Nobody wants to think about death, but it’s something Polly Dobbs, an estate planning and wealth transfer attorney with Dobbs Legal Group LLC, thinks about every day.
“When I was a new lawyer, I was so nervous to say dead or death,” Dobbs recalls. “I was in a meeting with a partner and his client once when I stumbled over something and said, ‘in the unfortunate event you should pass away.’ After that meeting, the partner yanked me out in the hallway and said, ‘Stop stuttering. Just say when you die. It’s not if, it’s when.’”
She’s been dealing in death ever since, but she says that perspective allows her to serve her clients better.
“What if you got hit by a bus tomorrow?” Dobbs asks. “You should have a plan in place that fits today’s circumstances. If your grandson is playing with John Deere toys in the sandbox, let’s not create a succession plan that hinges on that grandson coming back to farm. Let’s have a plan in place that fits right now, in case you die tomorrow. If you don’t die and you get to see how those grandkids turn out and which direction their lives take, you can adjust that plan.”
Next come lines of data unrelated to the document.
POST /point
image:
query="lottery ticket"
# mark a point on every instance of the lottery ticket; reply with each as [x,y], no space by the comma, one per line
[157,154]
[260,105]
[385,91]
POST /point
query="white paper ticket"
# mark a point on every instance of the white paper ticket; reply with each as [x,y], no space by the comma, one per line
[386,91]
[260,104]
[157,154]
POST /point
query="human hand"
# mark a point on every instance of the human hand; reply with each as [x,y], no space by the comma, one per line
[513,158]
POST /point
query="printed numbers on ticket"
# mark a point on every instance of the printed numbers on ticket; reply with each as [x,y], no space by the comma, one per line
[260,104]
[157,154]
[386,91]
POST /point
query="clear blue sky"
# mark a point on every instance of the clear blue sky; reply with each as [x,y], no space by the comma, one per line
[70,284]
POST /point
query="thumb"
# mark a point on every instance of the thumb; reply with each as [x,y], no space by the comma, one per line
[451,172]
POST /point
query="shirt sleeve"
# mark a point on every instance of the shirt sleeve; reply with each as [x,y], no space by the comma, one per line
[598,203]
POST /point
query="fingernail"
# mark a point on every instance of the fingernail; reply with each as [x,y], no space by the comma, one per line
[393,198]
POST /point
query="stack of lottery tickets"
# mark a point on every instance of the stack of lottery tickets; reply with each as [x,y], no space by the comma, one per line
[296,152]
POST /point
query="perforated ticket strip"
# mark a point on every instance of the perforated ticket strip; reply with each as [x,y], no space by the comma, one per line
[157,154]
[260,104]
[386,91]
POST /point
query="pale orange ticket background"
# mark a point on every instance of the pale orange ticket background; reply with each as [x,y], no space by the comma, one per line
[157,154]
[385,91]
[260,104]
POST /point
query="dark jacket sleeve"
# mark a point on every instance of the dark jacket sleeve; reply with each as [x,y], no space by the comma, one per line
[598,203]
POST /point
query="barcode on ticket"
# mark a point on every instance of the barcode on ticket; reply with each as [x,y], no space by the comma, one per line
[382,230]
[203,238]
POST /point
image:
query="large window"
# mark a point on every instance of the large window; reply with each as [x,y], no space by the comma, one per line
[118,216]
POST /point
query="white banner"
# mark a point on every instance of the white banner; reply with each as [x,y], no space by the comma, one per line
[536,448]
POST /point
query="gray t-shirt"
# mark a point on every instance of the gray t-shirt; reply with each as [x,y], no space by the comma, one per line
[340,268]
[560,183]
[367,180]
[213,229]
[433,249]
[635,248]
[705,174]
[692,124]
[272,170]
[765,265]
People often think they can figure out their estate plan later – when they are older, richer, sicker, free from debt and the list goes on.
“Too often, people don’t have a plan, and they end up dying before they’ve got it just how they want it,” Dobbs says. “Have something that fits for today and dust it off as needed.”
What Should Drive Decisions?
When it comes to estate planning, Dobbs says there is no cookie-cutter-approach.
“You can’t copy what your neighbor did,” she says. “It has to be customized for your family, your facts, your assets, your goals, your family members and your farm.”
She often challenges farmers with tough questions like should your off-farm kids get bought out?
“Should they get bought out of equipment, improvements, grain bins, shops, shed and all of the silver things that we build on top of gravel lots to use in production agriculture?” she asks. “Do you feel like your off-farm heirs are entitled to a share of these operating assets? If so, fine. If not, that’s OK, too.”
Part of what Dobbs does is give permission to people to treat their children differently and to define their children’s inheritance.
“It’s not necessarily one quick check after an auction after your funeral,” she points out. “It is absolutely fine to treat your children differently. I preach over and over again that fair does not mean equal. There is no law that says the columns for your children must tally to the penny and be exactly equal with the assets they receive at your death. You’re aiming for a fair balance, and you define what is fair.”
Ultimately, she says, it comes down to peace of mind when you lay your head on the pillow. Do you have a fair plan in place?
Talk Now, Don’t Wait
Communicating the estate plan during your lifetime is very important, but it’s often the step that farmers fail to complete. She says transparency helps avoid entitlement.
“When someone thinks they’re going to get a certain amount of the value of your assets, they’re already calculating it and counting on it,” she says. “After your death, if the plan is different, that’s when the entitlement rears its head.”
She emphasizes the details must be defined by the farmer.
“A lot of my clients would rather put their head down and have the plan unveiled after death,” Dobbs says. “I understand that’s challenging. But it’s far better to have transparency and throw everything out on the conference room table so you can shine a light on it and talk about it.”
In addition to getting all the family in the room, Dobbs believes there should be more than one adviser at the table at a time.
“This is how you get the best plan, and you will always have a better plan if your advisers speak to each other,” she adds. “There is this falsehood out there that you need to stop your lawyer from talking to your accountant because that means they’re both charging you at the same time. I promise it will always be cheaper in the end, and a better plan, if your advisers talk to each other.”
Touchy Subjects
One of the sensitive subjects many farmers are dealing with today is the issue of sweat equity and treating it like deferred compensation, she says.
“When we have a successor coming in, depending on how long that successor has been working side by side with the senior generation, they’ve earned something,” Dobbs says. “We’re not talking about giving them a handout. If we give them a discounted price, or we give them assets off the top as a part of the succession plan or part of the estate plan, that’s not a handout.”
Deferred compensation says that if a young person had gone to work in a factory right out of school, they would be earning and investing in a 401K or perhaps stock compensation. They probably would have health insurance and HSA accounts that most family farms just don’t have, she explains.
“When the senior generation is putting together their succession and estate plan, consider the benefits the successor gave up by not working off farm,” she says. “Having some sort of benefit, discounts, family-friendly terms in the succession plan and in the estate plan should be considered deferred compensation.”